Wednesday, August 14, 2013


Molecular data show less variability than protein spectra, but are more time-consuming and cost-intensive. On the contrary, mass spectra are able to discriminate between some developmental stages. As a result, we suggest the application of species typing based on proteomic fingerprinting as an alternative approach for a rapid and cost-effective method. Once an accessible reference library for metazoan proteome fingerprints is established and by working with adequate software, species can be identified straightforwardly within minutes. We suggest that this method is especially useful for analysing a high number of samples or when specimens are difficult to determine/discriminate with respect to congeners or life history stages.

So far the authors of a new study which compares DNA-based identification methods (e.g.
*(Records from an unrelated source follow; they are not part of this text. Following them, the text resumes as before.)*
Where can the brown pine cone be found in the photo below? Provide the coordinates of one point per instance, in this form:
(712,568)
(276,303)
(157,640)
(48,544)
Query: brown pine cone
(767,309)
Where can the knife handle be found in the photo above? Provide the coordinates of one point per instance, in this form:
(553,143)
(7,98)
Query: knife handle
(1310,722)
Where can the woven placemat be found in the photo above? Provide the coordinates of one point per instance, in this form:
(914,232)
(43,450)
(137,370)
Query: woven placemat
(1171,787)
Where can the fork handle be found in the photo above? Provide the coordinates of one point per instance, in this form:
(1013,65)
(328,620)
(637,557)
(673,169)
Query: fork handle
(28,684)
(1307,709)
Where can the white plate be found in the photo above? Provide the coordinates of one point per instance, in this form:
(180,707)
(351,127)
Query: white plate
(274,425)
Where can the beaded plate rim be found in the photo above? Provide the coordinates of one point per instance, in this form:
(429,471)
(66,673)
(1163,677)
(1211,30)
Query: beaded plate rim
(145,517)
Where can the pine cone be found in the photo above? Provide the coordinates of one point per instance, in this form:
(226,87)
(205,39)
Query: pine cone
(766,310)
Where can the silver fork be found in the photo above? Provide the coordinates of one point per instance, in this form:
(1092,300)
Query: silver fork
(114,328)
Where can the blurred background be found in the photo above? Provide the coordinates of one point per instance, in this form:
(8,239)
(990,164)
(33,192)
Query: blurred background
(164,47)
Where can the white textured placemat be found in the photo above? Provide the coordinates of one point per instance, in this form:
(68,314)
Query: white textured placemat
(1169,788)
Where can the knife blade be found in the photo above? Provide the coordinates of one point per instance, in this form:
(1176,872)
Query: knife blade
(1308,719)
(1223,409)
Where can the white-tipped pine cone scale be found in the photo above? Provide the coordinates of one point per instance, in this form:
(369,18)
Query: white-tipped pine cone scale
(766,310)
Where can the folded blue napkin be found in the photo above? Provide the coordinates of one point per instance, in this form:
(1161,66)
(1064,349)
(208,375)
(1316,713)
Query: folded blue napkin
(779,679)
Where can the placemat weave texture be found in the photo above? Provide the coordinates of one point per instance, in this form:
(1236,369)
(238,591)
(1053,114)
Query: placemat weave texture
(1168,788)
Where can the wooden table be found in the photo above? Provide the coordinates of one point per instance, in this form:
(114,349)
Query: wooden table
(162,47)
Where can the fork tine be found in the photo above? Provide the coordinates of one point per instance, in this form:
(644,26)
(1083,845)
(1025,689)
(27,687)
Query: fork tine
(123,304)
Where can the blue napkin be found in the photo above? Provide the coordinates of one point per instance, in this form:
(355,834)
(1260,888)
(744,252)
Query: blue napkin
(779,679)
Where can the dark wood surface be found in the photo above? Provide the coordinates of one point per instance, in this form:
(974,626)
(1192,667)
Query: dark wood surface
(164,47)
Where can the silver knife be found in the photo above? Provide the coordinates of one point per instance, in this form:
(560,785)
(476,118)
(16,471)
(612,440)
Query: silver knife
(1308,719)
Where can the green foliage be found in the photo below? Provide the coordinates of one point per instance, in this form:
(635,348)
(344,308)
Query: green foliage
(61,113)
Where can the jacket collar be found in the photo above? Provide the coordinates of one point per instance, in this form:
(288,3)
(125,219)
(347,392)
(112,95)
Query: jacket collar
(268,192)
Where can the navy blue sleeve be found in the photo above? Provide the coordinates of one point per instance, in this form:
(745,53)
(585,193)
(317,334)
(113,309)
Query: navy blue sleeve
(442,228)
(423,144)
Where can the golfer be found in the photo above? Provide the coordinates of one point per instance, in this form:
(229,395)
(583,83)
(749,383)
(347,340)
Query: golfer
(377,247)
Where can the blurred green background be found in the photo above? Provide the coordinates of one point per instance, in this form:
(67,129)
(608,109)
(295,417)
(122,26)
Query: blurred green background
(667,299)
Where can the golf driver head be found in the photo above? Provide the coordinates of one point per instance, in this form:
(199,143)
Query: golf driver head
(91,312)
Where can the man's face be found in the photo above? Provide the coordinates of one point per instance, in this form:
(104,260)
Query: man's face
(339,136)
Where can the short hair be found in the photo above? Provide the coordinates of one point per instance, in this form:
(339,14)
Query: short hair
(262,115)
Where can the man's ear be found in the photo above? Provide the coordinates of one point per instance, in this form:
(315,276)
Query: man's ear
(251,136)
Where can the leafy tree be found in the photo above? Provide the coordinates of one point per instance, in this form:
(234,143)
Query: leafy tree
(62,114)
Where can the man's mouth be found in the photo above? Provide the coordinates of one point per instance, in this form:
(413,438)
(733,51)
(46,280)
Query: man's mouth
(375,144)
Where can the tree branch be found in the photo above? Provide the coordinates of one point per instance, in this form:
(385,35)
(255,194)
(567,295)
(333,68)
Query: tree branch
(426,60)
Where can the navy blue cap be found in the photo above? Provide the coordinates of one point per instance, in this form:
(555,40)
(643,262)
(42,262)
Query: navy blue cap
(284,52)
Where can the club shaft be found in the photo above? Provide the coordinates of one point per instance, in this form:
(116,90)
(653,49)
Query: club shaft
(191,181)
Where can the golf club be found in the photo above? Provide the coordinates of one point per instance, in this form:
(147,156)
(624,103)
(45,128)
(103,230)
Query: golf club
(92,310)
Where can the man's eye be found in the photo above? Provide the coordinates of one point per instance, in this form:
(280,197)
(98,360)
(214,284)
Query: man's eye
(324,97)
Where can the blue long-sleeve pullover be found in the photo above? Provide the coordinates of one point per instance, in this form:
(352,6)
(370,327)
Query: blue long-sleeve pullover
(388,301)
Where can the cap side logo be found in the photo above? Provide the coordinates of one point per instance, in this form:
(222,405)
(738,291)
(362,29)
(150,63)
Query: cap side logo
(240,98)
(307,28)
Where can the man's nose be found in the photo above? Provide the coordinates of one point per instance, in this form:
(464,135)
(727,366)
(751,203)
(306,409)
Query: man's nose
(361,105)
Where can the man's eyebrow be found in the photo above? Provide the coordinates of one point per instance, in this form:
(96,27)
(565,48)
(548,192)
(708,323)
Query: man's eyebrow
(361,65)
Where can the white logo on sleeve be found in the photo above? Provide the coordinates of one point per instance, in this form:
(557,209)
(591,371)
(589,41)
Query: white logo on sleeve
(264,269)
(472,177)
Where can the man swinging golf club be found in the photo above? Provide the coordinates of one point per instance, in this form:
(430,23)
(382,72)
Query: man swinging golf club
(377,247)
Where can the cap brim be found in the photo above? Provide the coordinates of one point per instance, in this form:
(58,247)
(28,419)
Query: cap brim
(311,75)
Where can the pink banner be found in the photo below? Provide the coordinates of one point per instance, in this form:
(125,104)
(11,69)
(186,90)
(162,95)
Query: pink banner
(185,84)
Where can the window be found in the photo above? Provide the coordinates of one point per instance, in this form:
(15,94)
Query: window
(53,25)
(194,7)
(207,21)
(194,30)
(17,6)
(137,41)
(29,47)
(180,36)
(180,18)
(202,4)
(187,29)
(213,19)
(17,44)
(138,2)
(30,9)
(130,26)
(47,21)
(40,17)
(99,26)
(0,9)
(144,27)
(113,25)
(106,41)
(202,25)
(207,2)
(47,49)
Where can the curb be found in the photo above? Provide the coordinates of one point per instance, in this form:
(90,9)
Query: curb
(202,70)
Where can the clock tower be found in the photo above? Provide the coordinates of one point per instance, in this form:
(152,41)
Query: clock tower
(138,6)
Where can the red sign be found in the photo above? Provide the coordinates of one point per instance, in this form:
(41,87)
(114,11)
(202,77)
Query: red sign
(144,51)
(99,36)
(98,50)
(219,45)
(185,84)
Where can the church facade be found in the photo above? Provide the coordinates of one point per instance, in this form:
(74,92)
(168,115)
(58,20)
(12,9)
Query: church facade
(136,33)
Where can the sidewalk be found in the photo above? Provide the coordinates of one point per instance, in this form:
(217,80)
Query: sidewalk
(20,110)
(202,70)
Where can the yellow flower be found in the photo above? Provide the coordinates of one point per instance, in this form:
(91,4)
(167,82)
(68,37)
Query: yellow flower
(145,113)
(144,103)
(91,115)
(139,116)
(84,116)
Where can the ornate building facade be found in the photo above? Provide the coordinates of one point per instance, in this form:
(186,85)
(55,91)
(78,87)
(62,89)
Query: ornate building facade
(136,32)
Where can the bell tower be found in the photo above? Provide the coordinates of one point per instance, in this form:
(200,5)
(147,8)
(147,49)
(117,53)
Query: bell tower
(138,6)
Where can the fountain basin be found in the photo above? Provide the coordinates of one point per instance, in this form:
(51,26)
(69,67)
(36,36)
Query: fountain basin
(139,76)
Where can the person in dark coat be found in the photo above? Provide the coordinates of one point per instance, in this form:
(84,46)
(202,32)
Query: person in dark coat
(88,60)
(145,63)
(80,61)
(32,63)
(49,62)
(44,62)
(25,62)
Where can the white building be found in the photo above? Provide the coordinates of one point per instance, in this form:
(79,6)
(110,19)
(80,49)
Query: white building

DNA Barcoding) with proteome fingerprints generated through so called matrix-assisted laser desorption/ionization time-of-flight mass spectrometry (MALDI-Tof-MS). This technology has had a major impact in many fields of the life sciences over the last two decades. Samples (cells, molecules, peptides or proteins) co-crystallize with a matrix solution on a target plate. A pulsed laser causes desorption of the sample mixture, followed by the ionization of the sample. In a strong electric field, the ions are accelerated along a vacuum tube. Based on the time of flight, the different masses of the single molecules are represented as spectra. 

MALDI-Tof-MS studies for rapid species identification were e.g conducted using species-specific proteome profiles of fishflies, and copepods. It has been argued that for a rapid identification of individuals, techniques based on nucleotide sequences still have the disadvantage of requiring a number of steps, i.e. DNA extraction, polymerase chain reaction, gel electrophoresis, and are therefore considered more costly and time-consuming.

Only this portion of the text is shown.